First PGA Tour Pro Tests Positive For COVID-19

Five-time PGA Tour winner Nick Watney became the first PGA Tour player to test positive for COVID-19 after the 39-year-old displayed symptoms on Friday morning, consulted with a physician and was administered a test.

Watney, who shot a 3-over par 74 in the first round of the RBC Heritage, withdrew from the event and began self-isolating.

“Nick will have the PGA Tour full support throughout his self-isolation and recovery period under CDC guidelines,” the Tour said in a statement. “For the health and well-being of all associated with the tournament and those within the community, the Tour has begun implementing its response plan in consultation with medical experts including working with those who may have had close contact with Nick.”


The question for the PGA Tour, the first major sports league to return to action following a hiatus precipitated by the coronavirus pandemic, becomes what happens next? 

While a positive test is certainly not the best news for the Tour, it’s very clearly something they have planned for.

“The whole plan put in place was, not if, but when somebody tests positive, what’s the protocol, and what are the next steps?” Jordan Spieth, a member of the PGA Tour’s Player Advisory Council, said on Friday. “So I feel confident, just in being on those phone calls, in what the PGA TOUR’s going to do going forward here, and hopefully contact tracing doesn’t lead to anybody else testing positive within the bubble.”

Watney, who flew privately to Hilton Head Island and not on the Tour-chartered plane, tested negative last week at Colonial Country Club for the Charles Schwab Challenge where he missed the cut and he tested negative again upon arrival at Harbour Town Golf Links earlier this week on either Tuesday or Wednesday.

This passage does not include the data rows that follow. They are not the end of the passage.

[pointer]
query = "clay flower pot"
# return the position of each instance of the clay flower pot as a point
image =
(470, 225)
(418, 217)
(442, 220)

Without hearing directly from Watney, there is some deciphering to do between the Tour’s statement and the events that transpired on Friday morning. What is known is that Watney showed up to the course and was preparing to play amongst other pros – albeit at a safe distance, according to those who revealed encounters.

Brooks Koepka mentioned seeing Watney nearby in the parking lot on Friday morning and Rory McIlroy relayed having had a conversation with Watney on the putting green prior to the second round. McIlroy said Watney texted him when he got word of the positive test as part of the contact tracing protocol.

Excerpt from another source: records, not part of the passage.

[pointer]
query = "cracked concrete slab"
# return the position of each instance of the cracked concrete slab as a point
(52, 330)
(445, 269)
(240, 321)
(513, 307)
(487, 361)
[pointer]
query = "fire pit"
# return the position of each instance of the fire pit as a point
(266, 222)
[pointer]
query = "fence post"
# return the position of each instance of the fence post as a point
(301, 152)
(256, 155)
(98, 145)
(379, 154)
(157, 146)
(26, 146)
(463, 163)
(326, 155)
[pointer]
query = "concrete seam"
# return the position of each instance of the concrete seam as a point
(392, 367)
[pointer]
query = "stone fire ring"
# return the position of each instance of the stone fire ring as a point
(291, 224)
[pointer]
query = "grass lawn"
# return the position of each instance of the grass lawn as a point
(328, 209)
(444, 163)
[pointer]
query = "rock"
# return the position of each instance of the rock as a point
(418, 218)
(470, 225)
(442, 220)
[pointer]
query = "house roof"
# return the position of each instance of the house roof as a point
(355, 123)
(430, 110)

“He feels badly that he was here today at the golf course,” McIlroy said. “I said, look, it’s fine. You never know. So I said to him, if I was in your position, I probably would have been here, too. Look, at this point, you just have to concentrate on getting better and getting healthy.”

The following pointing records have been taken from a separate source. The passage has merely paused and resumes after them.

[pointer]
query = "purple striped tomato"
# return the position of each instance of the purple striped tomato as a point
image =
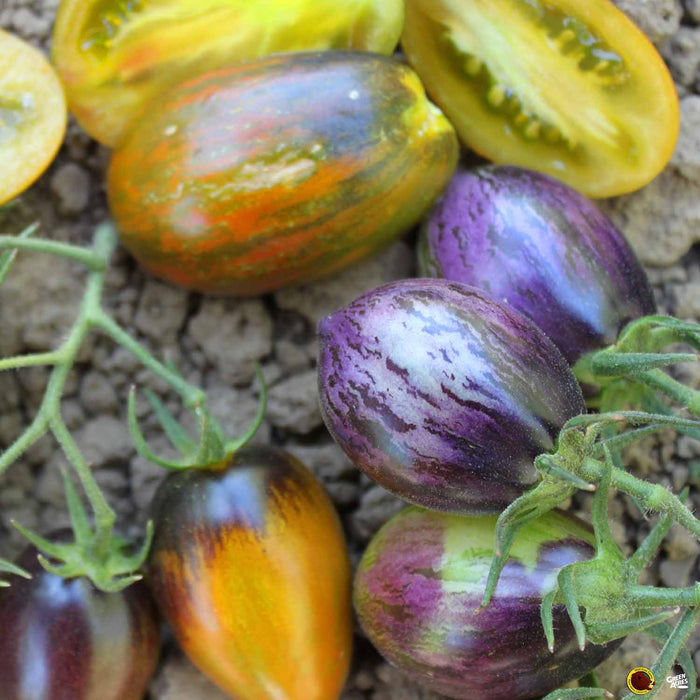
(539, 246)
(442, 395)
(62, 639)
(417, 594)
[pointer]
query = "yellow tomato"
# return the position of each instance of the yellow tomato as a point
(32, 115)
(571, 88)
(116, 55)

Under the Tour’s protocol, players must self-isolate for 10 days or travel home by car. As an Austin, Texas resident, Watney is believed to be staying in South Carolina for the duration of his quarantine, according to Golf Channel’s Rex Hoggard. 

As many on the ground have said, the PGA Tour was preparing to have positive tests over the course of its restart, and the Tour’s chief tournaments and competitions officer Andy Pazder said there is no set threshold that will shut things down, but if there is a spike in cases within the Tour’s bubble, things will need to be reevaluated.